668.2009年3月12日(木) 映画「シリアの花嫁」鑑賞

 前から見たいと思っていた映画「シリアの花嫁」が岩波ホールで上映されている。今日飯田ゼミの佐藤博信さんから先日寄稿した吉祥寺雑学大学機関紙の原稿について相談したいとのことだったので、朝渋谷で会い話を聞いた。当初A4判4枚の条件だったが、私が提出したのは図解を入れると5枚だったので、1枚削除出来ないか、できれば図解を外してほしいとの話だった。ただ、図解を外すとテーマがまったく面白くなくなり、アピール度が弱くなるので、ここは本文を4枚から3枚に減らすということで折り合った。

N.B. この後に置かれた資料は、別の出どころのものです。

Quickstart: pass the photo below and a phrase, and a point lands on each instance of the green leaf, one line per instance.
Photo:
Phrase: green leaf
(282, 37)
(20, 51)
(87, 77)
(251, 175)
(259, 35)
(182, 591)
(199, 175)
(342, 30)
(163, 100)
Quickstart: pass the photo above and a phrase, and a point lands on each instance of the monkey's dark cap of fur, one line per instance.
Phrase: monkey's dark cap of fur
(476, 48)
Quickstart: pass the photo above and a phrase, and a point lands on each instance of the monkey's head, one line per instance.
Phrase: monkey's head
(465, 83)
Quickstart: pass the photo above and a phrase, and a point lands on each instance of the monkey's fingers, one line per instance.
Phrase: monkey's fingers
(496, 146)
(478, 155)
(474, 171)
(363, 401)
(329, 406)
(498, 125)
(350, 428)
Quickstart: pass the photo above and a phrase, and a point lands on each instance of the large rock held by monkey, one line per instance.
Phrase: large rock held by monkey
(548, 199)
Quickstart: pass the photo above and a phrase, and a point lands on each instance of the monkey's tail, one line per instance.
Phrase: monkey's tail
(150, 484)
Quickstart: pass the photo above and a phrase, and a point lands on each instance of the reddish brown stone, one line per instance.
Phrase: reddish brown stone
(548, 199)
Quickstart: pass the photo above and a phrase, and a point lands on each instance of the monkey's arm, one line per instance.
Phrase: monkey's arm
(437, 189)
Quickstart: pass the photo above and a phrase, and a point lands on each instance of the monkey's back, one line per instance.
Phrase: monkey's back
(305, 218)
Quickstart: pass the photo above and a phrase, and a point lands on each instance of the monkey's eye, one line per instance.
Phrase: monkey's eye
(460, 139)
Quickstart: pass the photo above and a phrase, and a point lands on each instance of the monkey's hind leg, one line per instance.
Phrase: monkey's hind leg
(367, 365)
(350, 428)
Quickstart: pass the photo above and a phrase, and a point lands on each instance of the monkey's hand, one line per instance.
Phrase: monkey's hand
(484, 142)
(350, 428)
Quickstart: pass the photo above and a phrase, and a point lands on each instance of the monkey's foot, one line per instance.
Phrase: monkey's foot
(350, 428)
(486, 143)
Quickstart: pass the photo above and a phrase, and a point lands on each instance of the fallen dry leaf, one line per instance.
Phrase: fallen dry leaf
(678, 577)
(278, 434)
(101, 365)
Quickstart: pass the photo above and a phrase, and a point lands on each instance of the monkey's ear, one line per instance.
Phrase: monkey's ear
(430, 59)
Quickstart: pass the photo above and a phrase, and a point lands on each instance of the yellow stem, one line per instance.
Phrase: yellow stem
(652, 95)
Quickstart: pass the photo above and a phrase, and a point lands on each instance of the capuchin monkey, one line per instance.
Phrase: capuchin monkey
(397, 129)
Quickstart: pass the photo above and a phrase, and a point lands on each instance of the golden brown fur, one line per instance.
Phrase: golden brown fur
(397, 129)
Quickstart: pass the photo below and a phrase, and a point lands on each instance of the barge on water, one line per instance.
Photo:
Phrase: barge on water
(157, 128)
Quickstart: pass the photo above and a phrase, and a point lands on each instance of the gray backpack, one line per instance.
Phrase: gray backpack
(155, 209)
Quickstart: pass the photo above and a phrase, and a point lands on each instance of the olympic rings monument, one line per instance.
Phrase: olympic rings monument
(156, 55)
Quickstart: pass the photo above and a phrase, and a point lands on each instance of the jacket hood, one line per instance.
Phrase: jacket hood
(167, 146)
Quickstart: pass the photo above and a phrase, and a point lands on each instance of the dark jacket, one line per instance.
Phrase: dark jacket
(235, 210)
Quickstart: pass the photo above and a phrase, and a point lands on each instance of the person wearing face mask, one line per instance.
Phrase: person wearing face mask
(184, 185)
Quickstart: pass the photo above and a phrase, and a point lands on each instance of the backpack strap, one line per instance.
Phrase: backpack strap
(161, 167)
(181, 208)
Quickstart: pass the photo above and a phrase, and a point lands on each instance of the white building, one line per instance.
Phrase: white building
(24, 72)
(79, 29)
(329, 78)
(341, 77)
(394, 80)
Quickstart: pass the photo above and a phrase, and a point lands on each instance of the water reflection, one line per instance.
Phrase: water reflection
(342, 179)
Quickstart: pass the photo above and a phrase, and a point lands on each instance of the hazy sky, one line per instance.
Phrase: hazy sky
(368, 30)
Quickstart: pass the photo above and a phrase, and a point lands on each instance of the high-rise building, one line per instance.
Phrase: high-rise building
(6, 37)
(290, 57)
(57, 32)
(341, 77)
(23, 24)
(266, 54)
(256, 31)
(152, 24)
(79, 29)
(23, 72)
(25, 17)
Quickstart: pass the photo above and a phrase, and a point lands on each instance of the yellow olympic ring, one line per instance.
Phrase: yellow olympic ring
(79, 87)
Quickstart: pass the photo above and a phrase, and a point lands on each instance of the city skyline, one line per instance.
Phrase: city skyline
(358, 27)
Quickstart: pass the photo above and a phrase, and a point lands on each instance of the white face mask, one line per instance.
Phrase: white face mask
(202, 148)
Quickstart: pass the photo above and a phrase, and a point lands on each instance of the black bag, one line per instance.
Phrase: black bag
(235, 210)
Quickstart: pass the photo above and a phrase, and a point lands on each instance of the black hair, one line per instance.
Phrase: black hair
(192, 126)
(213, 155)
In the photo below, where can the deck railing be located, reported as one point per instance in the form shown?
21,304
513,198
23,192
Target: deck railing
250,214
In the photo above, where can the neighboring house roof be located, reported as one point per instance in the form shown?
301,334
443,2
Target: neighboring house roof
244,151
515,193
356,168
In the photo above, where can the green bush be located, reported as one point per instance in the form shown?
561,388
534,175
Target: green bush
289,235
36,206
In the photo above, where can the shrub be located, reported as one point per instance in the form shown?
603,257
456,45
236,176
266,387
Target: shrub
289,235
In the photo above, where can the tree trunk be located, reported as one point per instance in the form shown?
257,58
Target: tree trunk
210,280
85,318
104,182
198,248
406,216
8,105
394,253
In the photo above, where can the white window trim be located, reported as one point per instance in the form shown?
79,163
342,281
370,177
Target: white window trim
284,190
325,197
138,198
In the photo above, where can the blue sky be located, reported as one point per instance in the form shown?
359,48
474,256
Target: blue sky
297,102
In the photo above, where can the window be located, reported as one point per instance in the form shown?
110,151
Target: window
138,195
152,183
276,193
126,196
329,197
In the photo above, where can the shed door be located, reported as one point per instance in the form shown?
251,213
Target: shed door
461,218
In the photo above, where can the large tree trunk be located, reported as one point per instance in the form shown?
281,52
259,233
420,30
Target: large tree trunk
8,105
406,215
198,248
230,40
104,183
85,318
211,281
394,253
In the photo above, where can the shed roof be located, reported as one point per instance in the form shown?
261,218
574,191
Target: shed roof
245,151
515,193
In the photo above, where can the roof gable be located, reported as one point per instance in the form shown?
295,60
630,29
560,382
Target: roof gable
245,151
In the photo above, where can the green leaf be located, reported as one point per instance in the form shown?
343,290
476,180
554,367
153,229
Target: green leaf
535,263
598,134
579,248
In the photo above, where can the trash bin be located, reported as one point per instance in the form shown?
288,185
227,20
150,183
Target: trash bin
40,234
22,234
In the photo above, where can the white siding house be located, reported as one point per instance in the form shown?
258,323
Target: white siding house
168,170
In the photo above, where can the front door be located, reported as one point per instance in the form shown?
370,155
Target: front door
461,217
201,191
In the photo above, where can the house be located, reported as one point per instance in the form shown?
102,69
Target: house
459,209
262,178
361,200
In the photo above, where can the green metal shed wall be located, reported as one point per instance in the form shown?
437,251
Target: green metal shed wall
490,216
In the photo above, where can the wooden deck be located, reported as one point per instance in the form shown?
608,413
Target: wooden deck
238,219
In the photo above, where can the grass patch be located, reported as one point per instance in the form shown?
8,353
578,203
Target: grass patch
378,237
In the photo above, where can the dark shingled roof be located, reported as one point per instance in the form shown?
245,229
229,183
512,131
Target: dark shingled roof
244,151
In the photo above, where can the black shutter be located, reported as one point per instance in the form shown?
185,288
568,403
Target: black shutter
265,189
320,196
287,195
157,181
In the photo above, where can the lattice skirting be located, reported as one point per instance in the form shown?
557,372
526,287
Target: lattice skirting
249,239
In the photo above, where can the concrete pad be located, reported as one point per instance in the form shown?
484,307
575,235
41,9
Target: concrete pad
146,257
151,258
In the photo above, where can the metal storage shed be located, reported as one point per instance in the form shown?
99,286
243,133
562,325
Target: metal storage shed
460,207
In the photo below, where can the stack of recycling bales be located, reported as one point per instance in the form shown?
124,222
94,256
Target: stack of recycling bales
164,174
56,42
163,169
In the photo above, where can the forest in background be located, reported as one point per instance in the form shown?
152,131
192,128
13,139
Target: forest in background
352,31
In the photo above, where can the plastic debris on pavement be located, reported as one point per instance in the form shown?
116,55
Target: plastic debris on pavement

 その後「シリアの花嫁」を観たが、中々シリアスな映画である。フランス、ドイツ、イスラエル3ヵ国の合作映画だが、舞台設定がゴラン高原のある村の結婚式に絡んだストーリーで、家族、友人、警察、出入国管理官らのやりとりがほとんどで、部分的にはユーモアもあるが、終始重苦しい雰囲気の映画である。

 実際どれだけの日本人が、第3次中東戦争後にイスラエルに占領されたシリアのゴラン高原について知っているだろうか。ちょうどこの戦争直後にレバノンとヨルダンを訪れ、アラブとイスラエルの敵対関係を目の当たりにしただけに、ひと際関心が高い。不倶戴天の敵である、イスラエルとアラブの微妙な空気が流れる現場の雰囲気を理解するのは中々難しい。デモ行進とそれを阻止しょうと動く警察。イスラム少数派・ドゥルーズ派の花嫁、ヒロイン・モナはイスラエル占領地に住んでいるので、無国籍である。そのモナがゴラン高原の部落からシリアへ嫁いでいく中で、政治運動に関わった頑固な父、自分を理解してくれるが夫と不仲の姉、ロシア人医師と結婚した弁護士の兄、遊び人で商売人の兄らが、それぞれ故郷の実家で個人的事情とモナへの愛情を画面に映し出す。モナは会ったこともない映画スターの婚約者の許へ境界を越えて嫁いでいく。シリア側出入国管理の無理難題に翻弄される。最後に出た、モナの「もう2度と帰れない。でも私はこの境界を越える」とのテロップが重いメッセージを伝える。